It is certainly true that people’s jobs are affected by consumers’ choices. If customers stay away in droves from Chinese hose attachments, it might well mean more work for an American hose and belting manufacturer. But why stop there? In addition to boycotting goods and services made in other countries, let’s avoid spending money on products from other states. Those of us who live in Massachusetts should refuse to buy dryer sheets from California, Ohio lightbulbs, and hoses made in California. My Boston cabbie should be curling his lip at cars made not just by companies headquartered in Japan or Germany, but by those based in Michigan, too.
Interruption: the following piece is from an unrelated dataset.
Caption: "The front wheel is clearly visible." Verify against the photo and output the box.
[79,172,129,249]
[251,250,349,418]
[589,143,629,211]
Crazy? Of course. Refusing to trade across state lines wouldn’t make us economically stronger. It would make us weaker, condemning us to higher prices, less variety, reduced purchasing power, and inferior quality. Granted, such protectionism might work to the advantage of a few local producers. But it would do so only by depriving everyone else of economic opportunity and improved quality of life. To turn state borders into trade barriers would be irrational and self-defeating.
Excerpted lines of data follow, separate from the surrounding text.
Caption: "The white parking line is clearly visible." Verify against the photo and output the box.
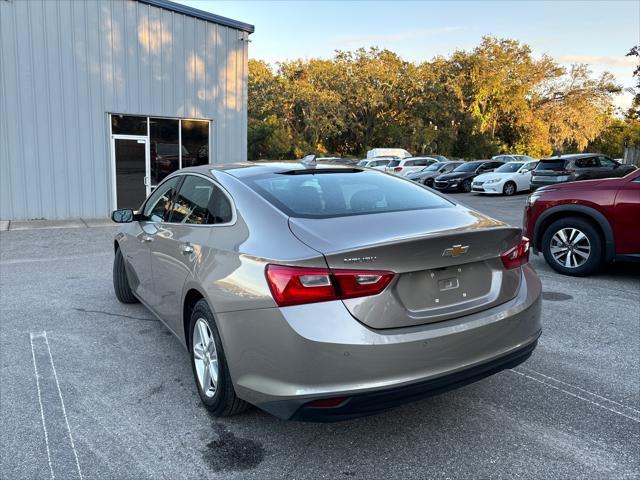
[30,332,83,480]
[30,332,55,480]
[1,252,110,266]
[519,366,640,415]
[509,369,640,423]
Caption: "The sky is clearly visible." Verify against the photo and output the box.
[178,0,639,110]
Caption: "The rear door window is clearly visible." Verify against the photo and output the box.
[575,157,598,168]
[242,170,452,218]
[387,160,400,167]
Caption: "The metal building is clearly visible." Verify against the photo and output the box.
[0,0,253,220]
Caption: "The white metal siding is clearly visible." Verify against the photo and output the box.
[0,0,249,220]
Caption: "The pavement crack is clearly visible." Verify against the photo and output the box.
[72,308,157,322]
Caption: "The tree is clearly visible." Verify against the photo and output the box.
[246,37,622,160]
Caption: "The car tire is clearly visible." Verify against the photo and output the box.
[189,299,250,417]
[423,178,433,187]
[113,247,139,304]
[461,179,472,192]
[503,181,516,196]
[541,217,603,276]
~Jeff Jacoby's recent article "The Old Delusion of Protectionism"
MP: National/state/county/city/neighborhood borders are just imaginary lines on a map, and voluntarily restricting our choices to trade on only one side of an imaginary line called a national border ("Buy American") makes as much sense (none) as restricting our choices to trade on only one side of an imaginary line called a state border ("Buy Virginia"), or trade on only one side of a county border ("Buy Fairfax County"), or a city border ("Buy Falls Church"), or a neighborhood ("Buy Dupont Circle"), etc.
Bottom Line: Trade and voluntary exchange are win-win outcomes and it doesn't matter whether the buyer and seller are on the same side, or different sides, of imaginary lines. Enjoy your coffee, tea, hot chocolate and orange juice, your diamond jewelry, your iPod, and your ski vacation in Canada, or cruise in the Caribbean, etc.